As an example, Duncan pointed to Rhode Island, where this fall the Rhode Island Board of Governors for Higher Education unanimously approved in-state tuition for illegal immigrants starting in fall 2012.
Another dozen states have similar laws or policies, according to the National Conference of State Legislatures. In contrast, four states have laws specifically prohibiting illegal immigrant students from receiving in-state tuition, and two states bar those who are illegally in the country from attending public secondary schools altogether, the National Conference of State Legislatures said.
Duncan said some of the children of illegal immigrants came to the United States when they were infants. He said the United States is their home, where they've worked hard in school and taken on leadership roles. For too long, he said, the U.S. policy toward them has been backward.
"They are either going to be taxpayers and productive citizens and entrepreneurs and innovators or they are going to be on the sidelines and a drag on the economy," Duncan said in an interview with The Associated Press.

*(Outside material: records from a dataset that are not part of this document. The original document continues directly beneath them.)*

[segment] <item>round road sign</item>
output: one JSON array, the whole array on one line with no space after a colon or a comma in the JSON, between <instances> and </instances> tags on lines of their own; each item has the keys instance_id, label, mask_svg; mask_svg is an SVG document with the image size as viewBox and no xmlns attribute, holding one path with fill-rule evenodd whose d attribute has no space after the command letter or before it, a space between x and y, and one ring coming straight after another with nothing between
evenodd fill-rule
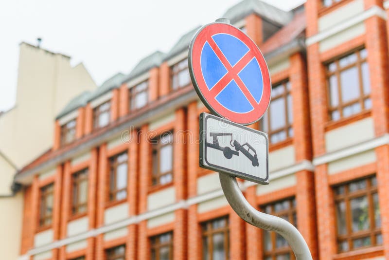
<instances>
[{"instance_id":1,"label":"round road sign","mask_svg":"<svg viewBox=\"0 0 389 260\"><path fill-rule=\"evenodd\" d=\"M248 125L267 109L267 65L255 43L237 28L218 22L202 27L191 42L188 62L197 94L214 113Z\"/></svg>"}]
</instances>

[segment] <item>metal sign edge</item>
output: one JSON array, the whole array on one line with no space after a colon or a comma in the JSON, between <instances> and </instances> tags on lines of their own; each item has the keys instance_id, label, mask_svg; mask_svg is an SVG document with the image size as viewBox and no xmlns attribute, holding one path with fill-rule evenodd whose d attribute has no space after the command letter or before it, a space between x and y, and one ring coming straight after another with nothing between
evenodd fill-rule
<instances>
[{"instance_id":1,"label":"metal sign edge","mask_svg":"<svg viewBox=\"0 0 389 260\"><path fill-rule=\"evenodd\" d=\"M242 128L244 130L249 130L251 132L254 132L261 135L263 135L265 137L265 139L266 140L266 176L265 178L262 178L260 177L252 177L252 175L250 175L247 174L246 173L244 173L243 172L236 171L233 170L231 170L230 169L228 169L226 168L224 168L224 167L221 167L220 166L214 166L212 164L210 164L208 162L206 158L206 151L205 151L205 154L204 154L204 151L205 150L205 148L204 147L204 140L206 140L207 138L207 130L206 130L206 124L205 122L206 119L209 117L213 117L216 118L218 120L223 121L226 122L226 123L232 125L236 127L239 127L240 128ZM200 114L199 116L199 127L200 127L200 146L201 148L200 149L200 166L201 167L205 168L210 170L214 170L217 172L223 172L224 173L228 174L230 175L231 175L233 177L237 177L238 178L241 178L244 180L246 180L247 181L249 181L250 182L252 182L258 184L261 184L263 185L267 185L270 183L270 180L269 179L269 152L268 152L268 149L269 149L269 143L268 143L268 138L267 137L267 134L266 133L264 132L261 132L261 131L258 131L258 130L256 130L255 129L253 129L249 128L247 128L244 126L241 125L240 124L238 124L237 123L233 122L232 121L230 121L228 119L224 118L223 117L220 117L216 116L214 115L208 114L208 113L202 112Z\"/></svg>"},{"instance_id":2,"label":"metal sign edge","mask_svg":"<svg viewBox=\"0 0 389 260\"><path fill-rule=\"evenodd\" d=\"M230 25L230 26L233 26L233 27L235 27L235 28L237 29L238 30L242 31L241 30L240 30L238 27L236 27L234 26L234 25L231 24L230 23L228 23L223 22L211 22L211 23L208 23L207 24L206 24L205 25L204 25L204 26L202 26L200 29L199 29L197 30L197 32L196 32L196 33L194 34L194 35L192 37L192 40L191 40L191 43L189 44L189 51L188 51L188 69L189 69L189 74L190 74L190 75L191 76L191 80L192 80L192 83L193 84L193 87L194 87L194 90L196 91L196 93L197 93L197 95L200 98L200 100L201 100L201 102L203 102L203 104L204 104L204 105L205 106L205 107L207 109L208 109L208 110L211 112L212 112L212 113L213 113L214 114L216 115L217 116L218 116L219 117L221 117L222 118L224 118L225 119L226 119L226 120L228 120L228 119L227 119L227 118L224 117L223 116L222 116L220 113L219 113L217 111L216 111L215 110L214 110L213 108L212 107L212 106L211 106L211 105L210 105L210 104L208 103L208 101L204 97L204 96L203 95L203 93L201 93L201 91L200 90L200 88L199 87L198 85L197 85L197 80L196 80L196 78L194 76L194 71L193 70L193 68L192 67L192 59L193 59L193 58L192 58L192 52L193 51L193 45L194 44L194 41L196 40L196 39L197 38L197 36L198 36L198 34L200 33L200 32L201 31L202 31L205 27L206 27L207 26L208 26L209 25L211 25L212 24L215 24L215 23L222 24L228 24L229 25ZM262 115L261 115L261 117L260 117L258 119L256 119L256 120L254 120L254 121L251 122L250 123L245 123L245 124L239 124L240 125L243 125L244 126L249 126L250 125L252 125L252 124L254 124L255 123L256 123L257 122L259 121L259 120L260 120L261 119L262 117L263 117L264 115L265 115L265 113L267 111L267 110L269 109L269 107L270 106L270 102L271 101L271 92L272 92L273 88L272 88L272 83L271 83L271 77L270 76L270 71L269 70L269 66L267 65L267 62L266 62L266 60L265 58L265 56L264 55L264 54L262 53L262 52L261 51L261 49L259 48L259 47L258 46L258 45L257 45L256 43L255 43L255 42L252 40L252 39L251 39L251 38L249 36L248 36L247 35L247 34L246 34L244 32L242 31L242 32L245 34L245 35L246 35L250 39L250 40L251 40L251 41L253 42L253 43L256 46L257 46L257 48L258 48L258 51L259 51L259 52L261 53L261 55L262 56L262 57L264 58L264 60L265 61L265 65L266 65L266 68L267 69L267 71L269 72L269 77L270 78L270 93L269 93L270 96L270 100L269 101L269 103L267 104L267 107L266 108L266 109L265 110L265 112L264 113L264 114ZM230 121L230 120L229 120L229 121ZM230 121L230 122L232 122L232 121ZM235 123L235 122L233 122L233 123L234 123L235 124L238 124L238 123Z\"/></svg>"}]
</instances>

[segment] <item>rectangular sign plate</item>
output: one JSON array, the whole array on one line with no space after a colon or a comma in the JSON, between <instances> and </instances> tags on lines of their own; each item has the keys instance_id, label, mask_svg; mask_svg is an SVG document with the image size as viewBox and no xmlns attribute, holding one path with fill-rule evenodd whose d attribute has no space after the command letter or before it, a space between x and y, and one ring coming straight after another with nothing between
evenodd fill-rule
<instances>
[{"instance_id":1,"label":"rectangular sign plate","mask_svg":"<svg viewBox=\"0 0 389 260\"><path fill-rule=\"evenodd\" d=\"M200 115L200 166L269 184L267 134L207 113Z\"/></svg>"}]
</instances>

The topic has been an issue in the GOP presidential primary race, with Texas Gov. Rick Perry taking criticism from rival contenders for supporting a law that allows illegal immigrants to get in-state tuition at Texas universities if they meet other residency requirements
Under the Rhode Island policy, in-state rates will be available only to illegal immigrants' children who have attended a high school in the state for at least three years and graduated or received a GED. Students will lose their resident tuition unless they commit to seek legal status as soon as they are eligible.
The Pew Hispanic Center has said the number of Hispanic college students ages 18 to 24 increased by 24 percent, meaning about 35,000 additional young Hispanics were in college in 2010 compared to a year earlier. It's the largest such increase. Duncan said he was pleased to see the increase and will be monitoring the students to see if they graduate.
Duncan supported the DREAM ACT, which Congress failed to pass last year. That legislation would have allowed young people to become legal U.S. residents after spending two years in college or the military. It applied to those who were under 16 when they arrived in the U.S., had been in the country at least five years and had a diploma from a U.S. high school or the equivalent.
Also on Monday, the Lumina Foundation, which seeks to expand educational opportunities for students beyond high school, announced it will provide $7.2 million over a four-year period to 12 partnerships in 10 states with significant and growing Latino populations. The effort seeks to leverage community leaders across the education, business and nonprofit sector.